By Jeremy Lee, campaignlive.co.uk, Thursday, 04 October 2012 08:00AM
Vodafone moved quickly to replace Sheikh - formerly of the AA, ITV and RSA - but her brief period spent in a sort of professional Vodafone purgatory, the subsequent nature of her exit and the statements that surrounded it left many tantalising questions unanswered.
She's an intriguing one, Sheikh, but I'm sure it won't be that long before she lands at another big client job, where she will continue to provide the business, and her agency partners, with much to gossip about again. And, in her favour, at least she provides some colour and a touch of glamour to the traditionally rather torpid world of client marketers.
The advertising industry has just welcomed its newest agency chief executive in the shape of Michael Sugden, who was put in charge of VCCP's London operations. At face value, Sugden hardly appears be the most charismatic of agency leaders (perhaps more at home at a client company than an agency, you might assume) but, in this case, appearances are largely deceptive.

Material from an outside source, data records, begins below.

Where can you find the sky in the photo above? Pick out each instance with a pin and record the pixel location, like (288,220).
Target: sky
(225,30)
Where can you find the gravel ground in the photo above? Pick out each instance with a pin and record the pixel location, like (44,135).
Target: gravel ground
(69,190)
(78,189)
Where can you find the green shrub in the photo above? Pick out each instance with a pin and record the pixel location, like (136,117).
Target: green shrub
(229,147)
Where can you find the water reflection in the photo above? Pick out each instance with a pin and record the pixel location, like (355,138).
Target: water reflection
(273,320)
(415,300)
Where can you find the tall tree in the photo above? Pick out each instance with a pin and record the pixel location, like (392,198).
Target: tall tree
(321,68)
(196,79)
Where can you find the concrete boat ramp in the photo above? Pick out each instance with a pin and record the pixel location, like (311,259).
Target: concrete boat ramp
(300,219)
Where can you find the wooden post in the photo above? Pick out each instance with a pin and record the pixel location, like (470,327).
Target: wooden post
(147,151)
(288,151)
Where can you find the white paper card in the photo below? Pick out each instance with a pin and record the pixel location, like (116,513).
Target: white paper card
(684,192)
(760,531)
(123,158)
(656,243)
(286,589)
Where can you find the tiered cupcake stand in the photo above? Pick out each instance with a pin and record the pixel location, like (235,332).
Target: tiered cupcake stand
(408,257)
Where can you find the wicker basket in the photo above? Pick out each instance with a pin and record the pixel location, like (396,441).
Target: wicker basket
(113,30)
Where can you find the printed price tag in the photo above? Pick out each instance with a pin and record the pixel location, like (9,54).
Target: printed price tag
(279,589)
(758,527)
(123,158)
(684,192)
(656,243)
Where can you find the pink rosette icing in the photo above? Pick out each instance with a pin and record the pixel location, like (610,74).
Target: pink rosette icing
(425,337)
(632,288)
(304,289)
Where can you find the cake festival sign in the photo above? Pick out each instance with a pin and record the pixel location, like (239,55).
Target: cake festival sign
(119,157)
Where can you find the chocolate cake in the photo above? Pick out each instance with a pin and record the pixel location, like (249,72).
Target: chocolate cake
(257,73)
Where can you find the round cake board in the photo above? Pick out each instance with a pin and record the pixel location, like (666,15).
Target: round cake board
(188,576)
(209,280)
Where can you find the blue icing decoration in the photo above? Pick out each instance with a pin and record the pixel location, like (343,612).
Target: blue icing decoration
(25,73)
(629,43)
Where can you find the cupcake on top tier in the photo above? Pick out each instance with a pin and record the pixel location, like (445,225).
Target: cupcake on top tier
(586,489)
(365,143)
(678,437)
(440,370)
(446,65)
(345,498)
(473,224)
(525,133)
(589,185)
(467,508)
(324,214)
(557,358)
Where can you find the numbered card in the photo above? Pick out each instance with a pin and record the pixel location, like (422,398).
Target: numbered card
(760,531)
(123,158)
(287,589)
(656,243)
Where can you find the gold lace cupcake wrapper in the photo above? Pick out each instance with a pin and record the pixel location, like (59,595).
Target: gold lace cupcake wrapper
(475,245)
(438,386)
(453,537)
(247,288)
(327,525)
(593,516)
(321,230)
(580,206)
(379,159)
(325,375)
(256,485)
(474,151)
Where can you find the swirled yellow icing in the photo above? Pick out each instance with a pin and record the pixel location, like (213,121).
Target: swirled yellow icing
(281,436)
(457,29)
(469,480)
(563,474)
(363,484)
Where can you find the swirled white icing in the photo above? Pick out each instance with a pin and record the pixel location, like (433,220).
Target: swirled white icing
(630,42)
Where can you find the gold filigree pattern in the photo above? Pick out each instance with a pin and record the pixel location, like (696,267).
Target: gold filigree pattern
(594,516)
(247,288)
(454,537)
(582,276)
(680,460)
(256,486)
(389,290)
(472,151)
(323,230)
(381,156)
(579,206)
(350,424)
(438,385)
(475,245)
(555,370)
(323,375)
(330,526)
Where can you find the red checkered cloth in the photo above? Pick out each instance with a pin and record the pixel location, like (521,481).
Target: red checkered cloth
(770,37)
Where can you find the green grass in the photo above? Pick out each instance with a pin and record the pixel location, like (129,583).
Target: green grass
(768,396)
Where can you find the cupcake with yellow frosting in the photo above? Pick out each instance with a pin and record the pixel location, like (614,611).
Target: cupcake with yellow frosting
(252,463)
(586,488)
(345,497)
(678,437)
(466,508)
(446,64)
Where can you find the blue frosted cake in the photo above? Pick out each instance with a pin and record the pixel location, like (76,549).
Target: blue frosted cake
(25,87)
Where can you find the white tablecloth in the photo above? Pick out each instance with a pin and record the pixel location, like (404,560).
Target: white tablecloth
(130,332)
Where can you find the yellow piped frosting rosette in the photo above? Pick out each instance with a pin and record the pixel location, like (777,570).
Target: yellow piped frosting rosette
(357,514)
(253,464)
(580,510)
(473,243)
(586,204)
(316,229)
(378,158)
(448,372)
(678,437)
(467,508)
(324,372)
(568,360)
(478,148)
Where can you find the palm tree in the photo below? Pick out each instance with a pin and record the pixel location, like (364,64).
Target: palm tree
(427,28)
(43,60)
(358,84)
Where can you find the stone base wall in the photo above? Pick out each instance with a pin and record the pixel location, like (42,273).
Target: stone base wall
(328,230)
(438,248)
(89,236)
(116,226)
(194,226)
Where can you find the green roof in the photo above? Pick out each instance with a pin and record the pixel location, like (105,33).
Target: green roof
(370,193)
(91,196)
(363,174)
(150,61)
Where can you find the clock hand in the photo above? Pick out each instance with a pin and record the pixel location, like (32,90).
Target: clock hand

A barrel of laughs? Maybe not - but it's still good when good things happen to good people. And he's one of the good guys.
It was unfortunate timing, then, that his elevation, and that of the hitherto unknown quantity Andrew Peake to managing director, coincided with a review of the Carling business that VCCP snatched from Beattie McGuinness Bungay just last year. Nonetheless, a successful retention will ensure that Sugden, and his new management team, can instantly answer those competitors eyeing up the strength of his mettle.
For VCCP, Sugden's promotion and the creation of a VCCP London board and a group board in the tenth year of its existence seem to suggest a position of greater clarity. VCCP has now reached a maturity where its founding partners should focus on building a network of sorts and developing a suite of differentiated offerings rather than micro-managing its UK operation. The first task still seems to be a work in progress, but at least VCCP, within Chime, now offers a range of interesting - and potentially attractive to possible suitors - services beyond just advertising.
And returning to the theme of potentially awkward personnel issues, the departure of the colourful Chime chairman Tim Bell following his purchase of its PR business earlier this year means that one major obstacle to WPP's potential acquisition of the company has been removed.